I'm having trouble calculating the radius of convergence for for the following binomial series.
More in detail, I'm having trouble finding $c_k$ and $c_{k+1}$ for the following series:
$$ \sum_{k=0}^{\infty} \binom{3k}{k}x^{2k+1}$$
I'm not sure what to do with the $2k+1$ exponent here.
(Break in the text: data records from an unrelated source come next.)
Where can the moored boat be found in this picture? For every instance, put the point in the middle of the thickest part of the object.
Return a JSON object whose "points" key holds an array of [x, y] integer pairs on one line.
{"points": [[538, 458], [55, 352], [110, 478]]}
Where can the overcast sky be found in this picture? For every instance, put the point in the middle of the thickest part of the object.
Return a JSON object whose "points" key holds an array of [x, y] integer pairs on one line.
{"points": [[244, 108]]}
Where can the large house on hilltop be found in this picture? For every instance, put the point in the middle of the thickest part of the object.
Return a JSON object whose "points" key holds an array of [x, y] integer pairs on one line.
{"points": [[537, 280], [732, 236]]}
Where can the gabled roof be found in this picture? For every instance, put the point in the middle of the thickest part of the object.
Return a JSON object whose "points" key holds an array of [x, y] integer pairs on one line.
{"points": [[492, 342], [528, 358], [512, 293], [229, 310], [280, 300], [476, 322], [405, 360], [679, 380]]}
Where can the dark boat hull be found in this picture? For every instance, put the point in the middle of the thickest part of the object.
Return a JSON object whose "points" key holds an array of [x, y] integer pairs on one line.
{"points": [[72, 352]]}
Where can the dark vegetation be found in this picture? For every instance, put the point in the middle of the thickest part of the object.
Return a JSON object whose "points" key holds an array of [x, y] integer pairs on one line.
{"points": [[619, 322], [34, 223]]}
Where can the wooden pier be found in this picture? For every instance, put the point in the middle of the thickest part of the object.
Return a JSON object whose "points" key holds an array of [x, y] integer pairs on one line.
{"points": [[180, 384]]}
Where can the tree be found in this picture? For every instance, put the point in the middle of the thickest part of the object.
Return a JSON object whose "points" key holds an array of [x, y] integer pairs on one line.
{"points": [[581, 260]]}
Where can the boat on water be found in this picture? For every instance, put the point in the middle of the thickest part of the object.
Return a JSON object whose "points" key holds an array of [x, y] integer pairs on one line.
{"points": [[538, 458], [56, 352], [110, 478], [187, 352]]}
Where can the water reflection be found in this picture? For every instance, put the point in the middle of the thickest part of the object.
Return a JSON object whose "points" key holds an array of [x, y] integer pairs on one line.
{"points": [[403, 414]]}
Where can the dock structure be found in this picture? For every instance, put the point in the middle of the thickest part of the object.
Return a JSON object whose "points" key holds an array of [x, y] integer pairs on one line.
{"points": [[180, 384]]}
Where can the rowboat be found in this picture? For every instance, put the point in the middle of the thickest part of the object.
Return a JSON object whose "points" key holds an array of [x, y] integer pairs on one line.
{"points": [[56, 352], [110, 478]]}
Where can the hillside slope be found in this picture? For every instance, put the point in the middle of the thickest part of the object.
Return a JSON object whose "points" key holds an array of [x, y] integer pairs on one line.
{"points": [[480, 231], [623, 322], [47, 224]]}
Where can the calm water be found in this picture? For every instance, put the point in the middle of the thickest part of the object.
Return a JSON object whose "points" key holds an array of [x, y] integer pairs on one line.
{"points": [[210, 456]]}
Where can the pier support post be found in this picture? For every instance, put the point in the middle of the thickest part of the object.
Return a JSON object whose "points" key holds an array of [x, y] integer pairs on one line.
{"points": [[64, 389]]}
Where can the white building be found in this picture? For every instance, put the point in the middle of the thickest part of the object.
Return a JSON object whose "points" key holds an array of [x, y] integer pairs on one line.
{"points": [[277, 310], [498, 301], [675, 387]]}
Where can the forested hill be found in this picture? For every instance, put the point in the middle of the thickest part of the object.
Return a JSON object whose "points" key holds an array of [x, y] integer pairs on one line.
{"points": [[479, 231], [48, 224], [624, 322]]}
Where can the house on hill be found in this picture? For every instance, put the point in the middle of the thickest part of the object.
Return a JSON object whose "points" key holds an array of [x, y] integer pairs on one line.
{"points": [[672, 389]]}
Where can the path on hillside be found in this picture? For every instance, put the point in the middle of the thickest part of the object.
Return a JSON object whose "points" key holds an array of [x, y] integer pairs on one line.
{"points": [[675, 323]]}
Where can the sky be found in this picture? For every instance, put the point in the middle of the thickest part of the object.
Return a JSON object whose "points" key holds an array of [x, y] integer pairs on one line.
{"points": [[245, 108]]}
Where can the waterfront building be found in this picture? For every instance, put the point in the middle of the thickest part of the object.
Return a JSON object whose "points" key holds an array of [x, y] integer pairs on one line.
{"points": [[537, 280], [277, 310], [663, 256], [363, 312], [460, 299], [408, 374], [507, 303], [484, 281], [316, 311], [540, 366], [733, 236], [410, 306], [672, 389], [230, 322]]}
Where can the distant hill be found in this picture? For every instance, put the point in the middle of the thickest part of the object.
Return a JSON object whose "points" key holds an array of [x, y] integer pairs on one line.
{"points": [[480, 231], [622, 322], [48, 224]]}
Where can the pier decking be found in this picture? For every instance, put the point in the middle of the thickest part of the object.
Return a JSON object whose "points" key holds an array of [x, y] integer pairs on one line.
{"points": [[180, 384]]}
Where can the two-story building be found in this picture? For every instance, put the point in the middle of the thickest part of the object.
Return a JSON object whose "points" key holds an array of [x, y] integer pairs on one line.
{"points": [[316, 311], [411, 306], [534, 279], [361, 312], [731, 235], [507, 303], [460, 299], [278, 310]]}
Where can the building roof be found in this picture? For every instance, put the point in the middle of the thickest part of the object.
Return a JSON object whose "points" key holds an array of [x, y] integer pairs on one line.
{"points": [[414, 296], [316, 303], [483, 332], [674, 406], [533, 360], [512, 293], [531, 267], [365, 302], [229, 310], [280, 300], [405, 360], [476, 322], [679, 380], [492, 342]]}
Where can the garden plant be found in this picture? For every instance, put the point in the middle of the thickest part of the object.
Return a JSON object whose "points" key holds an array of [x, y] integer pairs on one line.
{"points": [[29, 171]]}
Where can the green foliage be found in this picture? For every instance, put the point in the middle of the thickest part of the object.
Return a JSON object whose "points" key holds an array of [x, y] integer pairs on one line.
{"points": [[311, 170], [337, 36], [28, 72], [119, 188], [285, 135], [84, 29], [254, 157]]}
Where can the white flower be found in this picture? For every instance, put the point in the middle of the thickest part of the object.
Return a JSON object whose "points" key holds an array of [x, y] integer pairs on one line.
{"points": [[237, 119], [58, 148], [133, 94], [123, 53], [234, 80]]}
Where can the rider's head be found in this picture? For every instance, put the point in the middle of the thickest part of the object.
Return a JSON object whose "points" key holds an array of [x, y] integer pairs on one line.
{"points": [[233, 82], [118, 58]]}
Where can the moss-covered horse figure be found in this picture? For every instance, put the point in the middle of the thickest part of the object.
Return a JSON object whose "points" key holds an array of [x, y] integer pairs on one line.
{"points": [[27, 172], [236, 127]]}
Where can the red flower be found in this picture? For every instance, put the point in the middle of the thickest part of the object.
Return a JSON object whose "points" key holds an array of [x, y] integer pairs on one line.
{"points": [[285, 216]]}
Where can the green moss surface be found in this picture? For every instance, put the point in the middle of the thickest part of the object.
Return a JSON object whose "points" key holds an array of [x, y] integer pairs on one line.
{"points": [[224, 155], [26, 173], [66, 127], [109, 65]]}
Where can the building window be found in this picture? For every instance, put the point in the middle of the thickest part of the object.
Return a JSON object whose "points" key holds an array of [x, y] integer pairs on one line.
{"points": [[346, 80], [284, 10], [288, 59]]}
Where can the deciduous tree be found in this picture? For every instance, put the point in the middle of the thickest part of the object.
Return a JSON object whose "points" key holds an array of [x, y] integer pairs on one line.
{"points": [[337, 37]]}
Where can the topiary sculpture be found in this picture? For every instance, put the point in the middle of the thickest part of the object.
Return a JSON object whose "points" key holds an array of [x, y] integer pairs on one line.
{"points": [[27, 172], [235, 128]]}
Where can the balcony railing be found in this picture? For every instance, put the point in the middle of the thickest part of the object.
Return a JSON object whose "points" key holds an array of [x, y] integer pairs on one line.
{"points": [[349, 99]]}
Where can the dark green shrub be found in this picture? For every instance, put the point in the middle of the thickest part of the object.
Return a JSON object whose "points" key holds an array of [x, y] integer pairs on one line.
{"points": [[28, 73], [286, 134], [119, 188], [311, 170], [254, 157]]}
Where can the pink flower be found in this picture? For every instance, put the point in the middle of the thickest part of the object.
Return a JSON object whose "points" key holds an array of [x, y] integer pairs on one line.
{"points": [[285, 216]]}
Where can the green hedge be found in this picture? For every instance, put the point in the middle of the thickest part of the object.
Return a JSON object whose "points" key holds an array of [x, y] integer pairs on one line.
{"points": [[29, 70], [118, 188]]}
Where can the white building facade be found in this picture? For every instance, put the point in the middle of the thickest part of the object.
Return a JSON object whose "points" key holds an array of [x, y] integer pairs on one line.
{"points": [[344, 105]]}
You have, for each $\require{cancel}k\in\Bbb Z_+$ and each $x\ne0$,\begin{align}\left|\frac{\binom{3(k+1)}{k+1}x^{2(k+1)+1}}{\binom{3k}kx^{2k+1}}\right|&=\frac{\frac{\cancel{(k+2)}\cancel{(k+3)}\ldots(3k+3)}{(2k+2)!}}{\frac{(k+1)\cancel{(k+2)}\cancel{(k+3)}\ldots(3k)}{(2k)!}}|x|^2\\&=\frac{(3k+1)(3k+2)(3k+3)}{(k+1)(2k+1)(2k+2)}|x|^2\\&=3\frac{(3k+1)(3k+2)}{k+1}|x|^2\\&\to\frac{27}4|x|^2\end{align}and therefore the radius of convergence is $\frac2{\sqrt{27}}$.